- Opening title screen in 2011
- حسبِ حال
- Genre: Comedy Sketch comedy Satire Political satire
- Directed by: Khurram Shahzad
- Presented by: Fareed Raees
- Starring: Sohail Ahmed
- Country of origin: Pakistan
- Original language: Urdu
- No. of episodes: 3000+

Production
- Editor: Imran Kazmi
- Camera setup: Multi-camera setup
- Running time: 42 minutes
- Production company: Dunya News

Original release
- Network: Dunya News
- Release: January 9, 2009 – present

= Hasb-e-Haal =

2009 Pakistani comedy television show

Hasb-e-Haal is a Pakistani Urdu-language comedy show based on political satire that airs on Dunya News at 11:05 pm from Thursday to Sunday. It stars Sohail Ahmed, Fareed Raees, Amanat Chan, Nawaz Anjum, Jiya Dilnawaz, Zulfi Ali and Goga Ji. It was first hosted by Aftab Iqbal as an anchor, Najia Baig as the co-anchor and Sohail Ahmed as a guest.

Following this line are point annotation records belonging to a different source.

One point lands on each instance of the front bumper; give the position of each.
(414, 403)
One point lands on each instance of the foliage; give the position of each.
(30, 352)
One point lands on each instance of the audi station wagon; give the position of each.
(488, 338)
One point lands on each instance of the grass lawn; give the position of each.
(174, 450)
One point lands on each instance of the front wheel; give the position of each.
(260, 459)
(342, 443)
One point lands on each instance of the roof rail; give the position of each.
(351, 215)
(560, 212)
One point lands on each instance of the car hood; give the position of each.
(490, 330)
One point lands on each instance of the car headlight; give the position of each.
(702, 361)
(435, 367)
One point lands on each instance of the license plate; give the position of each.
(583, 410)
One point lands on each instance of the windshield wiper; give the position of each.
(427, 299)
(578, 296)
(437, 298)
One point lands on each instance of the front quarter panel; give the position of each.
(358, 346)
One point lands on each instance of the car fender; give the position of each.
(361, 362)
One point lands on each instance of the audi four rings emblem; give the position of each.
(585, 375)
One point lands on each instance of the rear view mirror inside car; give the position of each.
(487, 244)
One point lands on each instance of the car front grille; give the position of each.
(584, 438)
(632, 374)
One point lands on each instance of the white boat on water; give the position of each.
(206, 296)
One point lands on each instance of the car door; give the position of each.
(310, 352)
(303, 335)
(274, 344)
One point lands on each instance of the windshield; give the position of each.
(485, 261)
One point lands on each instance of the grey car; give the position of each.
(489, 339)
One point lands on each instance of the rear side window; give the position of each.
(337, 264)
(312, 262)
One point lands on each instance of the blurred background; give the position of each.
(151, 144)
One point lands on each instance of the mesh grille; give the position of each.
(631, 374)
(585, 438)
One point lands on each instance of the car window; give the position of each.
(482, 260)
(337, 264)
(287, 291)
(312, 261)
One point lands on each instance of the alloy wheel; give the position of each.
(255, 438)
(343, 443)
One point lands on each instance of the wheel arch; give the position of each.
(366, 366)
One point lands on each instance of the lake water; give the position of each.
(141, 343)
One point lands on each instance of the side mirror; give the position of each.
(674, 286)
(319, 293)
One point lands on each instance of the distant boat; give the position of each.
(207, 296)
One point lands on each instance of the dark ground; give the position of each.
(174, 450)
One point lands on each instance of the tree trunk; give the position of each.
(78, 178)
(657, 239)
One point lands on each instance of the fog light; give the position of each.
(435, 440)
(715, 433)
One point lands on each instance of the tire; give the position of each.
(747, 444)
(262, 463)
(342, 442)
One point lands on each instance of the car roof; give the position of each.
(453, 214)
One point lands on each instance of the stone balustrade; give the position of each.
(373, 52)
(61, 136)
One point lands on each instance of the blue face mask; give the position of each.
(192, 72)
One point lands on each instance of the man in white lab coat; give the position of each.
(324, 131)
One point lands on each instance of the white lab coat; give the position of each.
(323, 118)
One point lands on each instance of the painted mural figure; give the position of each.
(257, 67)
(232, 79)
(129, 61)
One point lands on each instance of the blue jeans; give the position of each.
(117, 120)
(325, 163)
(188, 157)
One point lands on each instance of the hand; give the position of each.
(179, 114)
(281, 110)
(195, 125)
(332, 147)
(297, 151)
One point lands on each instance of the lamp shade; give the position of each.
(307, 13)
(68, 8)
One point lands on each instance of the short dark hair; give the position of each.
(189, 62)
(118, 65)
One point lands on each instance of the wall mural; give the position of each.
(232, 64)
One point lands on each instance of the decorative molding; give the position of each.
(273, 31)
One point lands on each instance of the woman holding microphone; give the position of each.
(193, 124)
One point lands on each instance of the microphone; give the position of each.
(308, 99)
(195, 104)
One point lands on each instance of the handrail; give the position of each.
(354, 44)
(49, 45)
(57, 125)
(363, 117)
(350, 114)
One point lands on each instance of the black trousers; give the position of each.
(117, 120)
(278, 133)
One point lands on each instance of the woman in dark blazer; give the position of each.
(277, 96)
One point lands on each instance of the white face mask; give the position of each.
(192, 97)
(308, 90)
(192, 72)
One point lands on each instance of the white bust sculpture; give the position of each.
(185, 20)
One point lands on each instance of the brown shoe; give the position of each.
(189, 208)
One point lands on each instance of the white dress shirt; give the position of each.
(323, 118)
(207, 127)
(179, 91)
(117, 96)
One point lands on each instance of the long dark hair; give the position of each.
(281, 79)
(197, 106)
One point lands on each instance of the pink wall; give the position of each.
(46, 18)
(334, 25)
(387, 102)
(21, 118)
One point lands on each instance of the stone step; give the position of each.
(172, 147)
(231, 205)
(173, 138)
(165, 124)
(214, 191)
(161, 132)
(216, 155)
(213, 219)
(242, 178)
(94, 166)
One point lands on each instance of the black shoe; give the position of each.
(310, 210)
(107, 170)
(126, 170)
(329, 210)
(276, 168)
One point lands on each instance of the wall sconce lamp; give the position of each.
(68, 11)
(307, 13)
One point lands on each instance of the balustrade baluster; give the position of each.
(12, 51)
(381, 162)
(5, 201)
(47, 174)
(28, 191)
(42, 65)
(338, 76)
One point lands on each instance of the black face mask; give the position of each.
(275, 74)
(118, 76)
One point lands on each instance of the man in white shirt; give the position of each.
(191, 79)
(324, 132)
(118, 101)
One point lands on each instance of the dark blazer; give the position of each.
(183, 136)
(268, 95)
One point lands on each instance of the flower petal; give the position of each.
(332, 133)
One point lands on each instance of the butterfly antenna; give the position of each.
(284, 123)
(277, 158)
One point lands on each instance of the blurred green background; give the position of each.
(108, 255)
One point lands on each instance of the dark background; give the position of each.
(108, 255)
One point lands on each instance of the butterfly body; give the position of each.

Sohail Ahmed was awarded the Presidential Pride of Performance award by Asif Zardari on 23 March 2011 for his performance on the show.

== History ==
Hasb-e-Haal was launched on 9 January 2009. Its idea basically comes from the old shows "Jamhoor Di Awaaz" and "Nizam Din Di Baithak". Aftab Iqbal used to host the show at that time with co-host Najia Baig and comedian Sohail Ahmed. The show was an instant hit. In April 2010, Iqbal left the show due to undisclosed reasons. From April 2010 to March 2023, Junaid Saleem hosted the show. In 2016 Najia Baig left the show and its cast was changed with the appearance of Jia Dilnawaz, Nawaz Anjum, Amanat Chan, Muhammad Ramzan and Yawar Dawood.

==Concept==
Hasb-e-Haal is a comedy program that offers commentary and satire on current affairs. Sohail Ahmed plays the character of a lower-middle-class man who is frequently reprimanded by Fareed Raees because of his broad generalizations and over-simplification of complex political issues. Jiya Dilnawaz offers queues for laugh lines and reads viewer's comments in the show.

== Cast ==
=== Host ===
- Ali Mumtaz (2025-present)
=== Guests ===
- Sohail Ahmed as Azizi and various characters
- Amanat Chan as Ghauri and various characters
- Nawaz Anjum as Thayla and various characters
- Rana Muhammad Ramzan as Goga Ji and various characters
- Yawar Dawood as Zulfi and various characters
- Jia Dilnawaz (Co-host)(2016-continued)
=== Former members ===
- Aftab Iqbal (Host)(2009-2010)
- Najia Baig (Co-Host)(2009-2016)
- Junaid Saleem (Host)(2010-2023)
- Fareed Raees (Host)(2023-2025)

== Cultural effect ==
Due to the popularity of the show, several similar shows emerged. These include Khabarnaak on Geo News, Khabardaar on Express News, 3 Idiots on Aaj TV, Masti Gate on ARY News, Mazaaq Raat on Dunya News and News Night on Din News.